À quoi Jérémy a fait observer :
— Quinze jours ? Il en a mis du temps !
Thérèse a dit :
— Il avait des gens à voir.
Avant de conclure :
— La grande Janine et lui vous embrassent bien.
* * *
Voilà. C’Est Un Ange dort comme son nom l’indique. Son avenir est assuré et il n’a rien à craindre de la nuit : la petite Verdun patrouille dans son sommeil et Julius le Chien a toujours dormi à l’ombre des berceaux.
* * *
Julie et moi avons refermé la porte des enfants sur notre désir de nous-mêmes. Comme tous les soirs depuis quinze soirs, nos retrouvailles n’ont pas pu attendre notre cinquième étage. (Un effet secondaire de la résurrection.)
* * *
— Bàn biān tiān ! a hurlé le Petit dans son premier rêve de la nuit.

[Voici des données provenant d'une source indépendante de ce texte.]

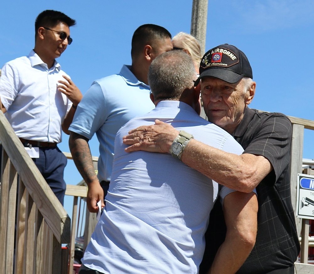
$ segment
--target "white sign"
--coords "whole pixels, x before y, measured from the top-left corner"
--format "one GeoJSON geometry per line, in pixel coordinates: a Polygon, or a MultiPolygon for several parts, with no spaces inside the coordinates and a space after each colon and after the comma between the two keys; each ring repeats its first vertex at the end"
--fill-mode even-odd
{"type": "Polygon", "coordinates": [[[314,176],[298,174],[296,216],[314,220],[314,176]]]}

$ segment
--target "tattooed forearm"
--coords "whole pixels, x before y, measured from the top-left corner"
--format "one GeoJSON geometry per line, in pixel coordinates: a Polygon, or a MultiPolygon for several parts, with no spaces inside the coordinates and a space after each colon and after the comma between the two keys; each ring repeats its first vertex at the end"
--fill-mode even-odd
{"type": "Polygon", "coordinates": [[[98,180],[88,139],[77,133],[71,132],[69,146],[76,167],[88,185],[98,180]]]}

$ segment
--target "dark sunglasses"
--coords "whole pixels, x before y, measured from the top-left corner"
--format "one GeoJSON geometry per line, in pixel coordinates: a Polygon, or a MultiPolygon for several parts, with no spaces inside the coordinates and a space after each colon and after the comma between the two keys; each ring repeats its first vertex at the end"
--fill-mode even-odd
{"type": "Polygon", "coordinates": [[[48,28],[46,28],[45,27],[43,27],[45,30],[52,30],[53,31],[55,31],[56,32],[58,33],[60,36],[60,39],[62,41],[64,41],[65,40],[66,38],[67,38],[68,43],[68,45],[71,45],[71,43],[72,43],[72,41],[73,41],[73,40],[69,36],[67,37],[67,34],[64,31],[58,31],[57,30],[51,30],[51,29],[49,29],[48,28]]]}

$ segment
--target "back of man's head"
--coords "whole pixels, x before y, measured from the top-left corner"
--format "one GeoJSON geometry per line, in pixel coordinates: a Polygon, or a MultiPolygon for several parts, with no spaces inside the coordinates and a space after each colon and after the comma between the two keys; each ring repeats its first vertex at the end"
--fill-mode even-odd
{"type": "Polygon", "coordinates": [[[156,41],[171,39],[170,33],[165,28],[153,24],[145,24],[136,29],[132,37],[132,58],[140,54],[147,45],[152,46],[156,41]]]}
{"type": "Polygon", "coordinates": [[[155,101],[179,100],[191,92],[196,72],[192,59],[180,50],[160,54],[152,63],[148,83],[155,101]]]}
{"type": "Polygon", "coordinates": [[[72,27],[76,21],[63,13],[56,10],[47,9],[41,13],[35,21],[35,38],[37,36],[37,31],[41,27],[53,28],[60,23],[65,23],[72,27]]]}

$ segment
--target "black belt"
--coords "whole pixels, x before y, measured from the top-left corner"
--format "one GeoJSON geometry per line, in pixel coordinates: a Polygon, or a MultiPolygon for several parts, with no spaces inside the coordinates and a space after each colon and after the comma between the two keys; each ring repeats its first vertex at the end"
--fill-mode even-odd
{"type": "Polygon", "coordinates": [[[32,146],[38,147],[54,147],[57,145],[56,143],[49,143],[48,142],[39,142],[33,140],[25,140],[23,138],[20,138],[20,140],[24,146],[32,146]]]}

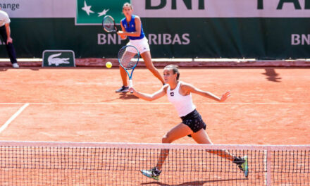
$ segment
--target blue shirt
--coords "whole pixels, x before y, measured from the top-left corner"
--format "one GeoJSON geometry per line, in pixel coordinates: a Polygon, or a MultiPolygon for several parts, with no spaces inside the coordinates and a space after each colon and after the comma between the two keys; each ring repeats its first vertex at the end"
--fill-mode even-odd
{"type": "MultiPolygon", "coordinates": [[[[122,20],[121,20],[122,25],[125,27],[125,30],[126,30],[127,32],[135,32],[137,31],[135,29],[135,17],[136,17],[135,15],[132,15],[131,20],[129,23],[127,22],[126,18],[122,19],[122,20]]],[[[144,35],[144,32],[143,32],[142,23],[141,23],[140,36],[139,36],[139,37],[128,36],[129,39],[130,39],[130,40],[141,39],[144,37],[145,37],[145,35],[144,35]]]]}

« BÀN BIĀN TIĀN ! » Son cri tourbillonnant dans la cour de l’immeuble. « BÀN BIĀN TIĀN ! La femme porte la moitié du ciel ! » Va savoir pourquoi, j’ai pensé à la reine Zabo, cette façon qu’elle a eu d’emballer mon géant (« Vous êtes le nouveau J.L.B., vraiment ? Venez me raconter ça… »), un poussin gigantesque sous le duvet de la Reine (« Et vous avez un sujet ? plusieurs ? Une dizaine ! Formidable ! »), direction les altitudes (« Nous serons plus tranquilles dans mon bureau… »), aux quatre murs si nus (« Je sens que nous allons passer un bon moment ! »), couveuse de tous les rêves…
Et, à moi, dans l’entrebâillement de la porte :
— C’est fini, Malaussène, je ne décourage plus aucune vocation ; si on avait donné le prix de Rome à Hitler, il n’aurait jamais fait de politique…
* * *
Voilà. Julie aussi s’est endormie. Elle est toute chaleur ronde. Jamais vu un chien de fusil plus habitable. Aux courbes parfaitement miennes. Comme si tous les soirs je me glissais dans un étui de violoncelle. Et c’est là, contre le velours brûlant de sa peau, le cœur vierge de mon assassin battant dans ma poitrine, que j’ai laissé aller dans l’oreille de Julie la plus jolie déclaration d’amour qui soit.
J’ai dit :
— Julie…
…
— Julie, je t’aime exactement.
FIN
Post-scriptum :
La vie n’est pas un roman, je sais… je sais. Mais il n’y a que le romanesque pour la rendre vivable. Mon ami Dinko Stambak est mort pendant que je racontais cette histoire. Il était le vieux Stojil de ma tribu Malaussène, En vrai, il était la poésie, cet élixir du romanesque. Il était une souriante raison de vivre. Et d’écrire. De le décrire.